During your final inspection, you should be armed and ready with a checklist. While you may have your own things to add, during a final inspection you should:

  • Turn all the lighting and appliances on and off to check that they work
  • Test all the heating and cooling systems, and the hot water system
  • Check the condition of everything to make sure it’s the same as when the property was sold, including windows, floor coverings, light fittings, doorways, and so on.
  • Confirm that any and all repairs or renovations have been completed, especially if there are any you negotiated during the property sale

Try and be as thorough as possible during your final inspection. If you’re not confident or want a second opinion, you can always ask a friend or family member to come with you, or hire a professional to help.

Settlement day

On the big day, your settlement agent, your lender, and the seller’s representatives will all meet to sign and exchange documents, and arrange the payment for the seller. Mortgage settlement in Australia is also done on settlement day.

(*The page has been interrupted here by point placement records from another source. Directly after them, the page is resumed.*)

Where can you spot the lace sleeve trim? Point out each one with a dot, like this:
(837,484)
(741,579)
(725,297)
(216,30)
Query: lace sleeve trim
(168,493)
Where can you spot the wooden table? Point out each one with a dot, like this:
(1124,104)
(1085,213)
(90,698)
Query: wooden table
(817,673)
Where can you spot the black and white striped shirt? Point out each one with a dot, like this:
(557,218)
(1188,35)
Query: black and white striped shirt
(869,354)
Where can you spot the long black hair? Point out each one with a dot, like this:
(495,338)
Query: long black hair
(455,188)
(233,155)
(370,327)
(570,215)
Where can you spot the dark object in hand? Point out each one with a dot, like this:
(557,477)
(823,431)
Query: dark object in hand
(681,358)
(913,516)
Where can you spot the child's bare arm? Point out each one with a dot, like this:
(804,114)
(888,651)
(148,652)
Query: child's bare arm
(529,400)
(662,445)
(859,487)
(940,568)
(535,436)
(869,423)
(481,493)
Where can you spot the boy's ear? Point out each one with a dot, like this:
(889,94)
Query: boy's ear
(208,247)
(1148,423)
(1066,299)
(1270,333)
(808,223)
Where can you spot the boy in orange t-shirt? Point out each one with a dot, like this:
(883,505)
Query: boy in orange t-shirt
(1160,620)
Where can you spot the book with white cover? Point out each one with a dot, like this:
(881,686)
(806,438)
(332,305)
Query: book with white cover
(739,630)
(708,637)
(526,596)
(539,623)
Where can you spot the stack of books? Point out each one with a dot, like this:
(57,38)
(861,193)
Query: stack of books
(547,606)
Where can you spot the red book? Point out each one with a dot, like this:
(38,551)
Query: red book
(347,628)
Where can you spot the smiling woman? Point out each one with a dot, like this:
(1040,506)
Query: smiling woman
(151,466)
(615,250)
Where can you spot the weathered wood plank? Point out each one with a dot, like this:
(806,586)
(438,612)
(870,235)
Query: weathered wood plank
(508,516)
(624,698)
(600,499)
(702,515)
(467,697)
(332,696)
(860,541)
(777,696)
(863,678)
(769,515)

Your lender will set up a mortgage for you for your new property, and provide the funds to pay for your home; meanwhile, your settlement agent will make sure all the title transfers are correctly registered, any existing mortgages are cancelled, make sure there are no outstanding debts or caveats that are held on the property, and check that everything in your sales contract has been fulfilled.

The actual settlement process is fairly quick, and it’s entirely up to you if you want to be there.

Paying stamp duty: what you need to know

  • What is stamp duty and who pays for stamp duty? Stamp duty is a tax paid on the purchase of any real estate. It’s always paid for by the buyer.
  • How much do I pay? The rate you pay on stamp duty will depend on which state you’re in, as every state has different rules and regulations, as well as on the cost of the property. There are also concessions and grants as part of the First Home Buyer scheme, although these vary per state as well.
  • Do you pay stamp duty on land? Typically you do have to pay for stamp duty on land, unless you have access to a First Home Buyer grant or a similar concession.

What happens after your house settlement?

After your settlement, your lender will debit you for the amount that was paid during the settlement and your mortgage officially starts - this is called drawing on your loan. You’ll also need to pay stamp duty, and start paying for all the council rates, strata fees if you have any, and other costs.

After this, you can sit back and relax: you’ll get the keys and officially be the owner of your new home.